With enterprise artificial intelligence software company C3.ai (NYSE: IA) adding impressive customers and growing revenue at a fairly rapid rate, I still believe the company can become the ‘Microsoft of. IA ‘. Just as Microsoft (NASDAQ: MSFT) developed tools that make it easier for companies to develop documents and perform complex calculations, C3.ai created products that make it easy for companies to take advantage of artificial intelligence for a variety of purposes. Therefore, the longer-term outlook for AI stocks remains optimistic.
It is important to note that the company is partnering with partners who have made significant progress in their business and are expected to continue to do so in the future. Their reasonable valuation also makes the stocks attractive.
C3.ai attracts new customers and shows strong growth
For the second fiscal quarter, which ended on October 31, the number of clients served by C3.ai increased 63% to a staggering 104. The company added first-line clients in both the public and private sectors.
Its list of new corporate clients includes industrial giants Johnson Controls (NYSE: JCI) and CNH Industriel (NYSE: CNHI), energy giant Royal Dutch Shell (NYSE: RDS.A), insurance bouncer Liberté Mutuelle and “One of the 5 best companies in life sciences “. In the public sector, the company signed an agreement with the United States Space Force.
Additionally, several of C3.ai’s large existing customers have increased their use of the company’s technology. Companies in this category include energy multinational Enel, food and industry heavyweight Cargill, financial services giant FIS, the US Air Force, and the US Missile Defense Agency. .
For the quarter, C3.ai revenue increased 41% year-over-year to $ 58.3 million. Sales to the public sector were up 33% from a year earlier, and CEO Tom Siebel said on the company’s earnings call that he expected public sector sales to accelerate in the coming months, during the current quarter and the next.
Highly effective partners should benefit the AI stock
C3.ai is partnering with not one, but two cloud giants: Microsoft Azure and Alphabet (NASDAQ: GOOG, NASDAQ: GOOGL) Google Cloud.
By partnering with Microsoft, C3.ai closed about $ 220 million in revenue as of Dec. 1, and the portfolio of companies included about 120 partnerships and $ 140 million in potential revenue, according to Siebel.
C3.ai started working with Google Cloud relatively recently, but as of December 1, the companies had already built a portfolio of $ 58 million in business, the CEO reported.
At the same time, C3.ai works with two important but very different players in the energy sector: Boulanger Hugues (NASDAQ: BKR) and Engie.
Baker Hughes, which supplies products for fossil fuel exploration and extraction, has formed a joint venture with C3.ai. The joint venture, aptly known as BoulangerHughesC3.ai, claims to have developed products that “accelerate delivery and reduce the complexity of AI business application development.”

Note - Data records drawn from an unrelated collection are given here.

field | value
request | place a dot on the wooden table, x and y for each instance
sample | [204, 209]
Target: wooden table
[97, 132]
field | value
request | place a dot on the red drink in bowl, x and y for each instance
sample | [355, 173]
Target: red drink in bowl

The joint venture says artificial intelligence can “achieve a better earth economy through optimized upstream operations.” AI is also capable of “improving downstream availability, efficiency, quality and performance.”
Engie, which generated € 55.8 billion in turnover in fiscal 2020, focuses on “carbon neutral” initiatives such as renewable energy, energy storage and green hydrogen. As I said in the past, I expect all of these sectors to grow rapidly as the world focuses on reducing carbon emissions. As a result, I believe the partnership with Engie will be very lucrative for C3.ai in the long run.
Unlike other companies in the field of artificial intelligence, C3.ai does not specialize in new standalone products. Instead, their systems work primarily in conjunction with the companies’ existing software.
In addition, the company strives to make AI easier for its customers to access and use. As Reinhardt Krause of Investor’s Business Daily explained, C3.ai seeks to “make it easier for companies to create AI applications with its out-of-the-box tools and avoid costly customization projects.”
The company has developed dozens of out-of-the-box applications for various industries, including financial services, telecommunications, manufacturing and fossil fuels, Siebel said. By using these applications, companies in these industries can quickly and easily start using AI to meet their specific needs, explained the CEO.
The result in the AI stock
At 13.2 times the 2022 average analyst revenue estimate for C3.ai, IA’s stock valuation is reasonable for such a fast-growing company with great potential. Also, in the first half of fiscal year 22, C3.ai only spent $ 20 million in cash, so the company is poised to generate positive cash flow.
C3.ai is making great strides and has significant advantages over its competition, while the stock valuation is reasonable. Therefore, I recommend long-term investors to buy IA shares.
As of the date of publication, Larry Ramer had no (directly or indirectly) position on the titles mentioned in this article. The opinions expressed in this article are those of the author, subject to the publication guidelines of InvestorPlace.com.
Larry Ramer has researched and written articles on US stocks for 13 years. He was employed by The Fly and Israel’s largest business newspaper, Globes. Larry began writing articles for InvestorPlace in 2015. Some of his highly successful counter picks include GE, Solar Stocks, and Snap. You can reach him on StockTwits at @larryramer.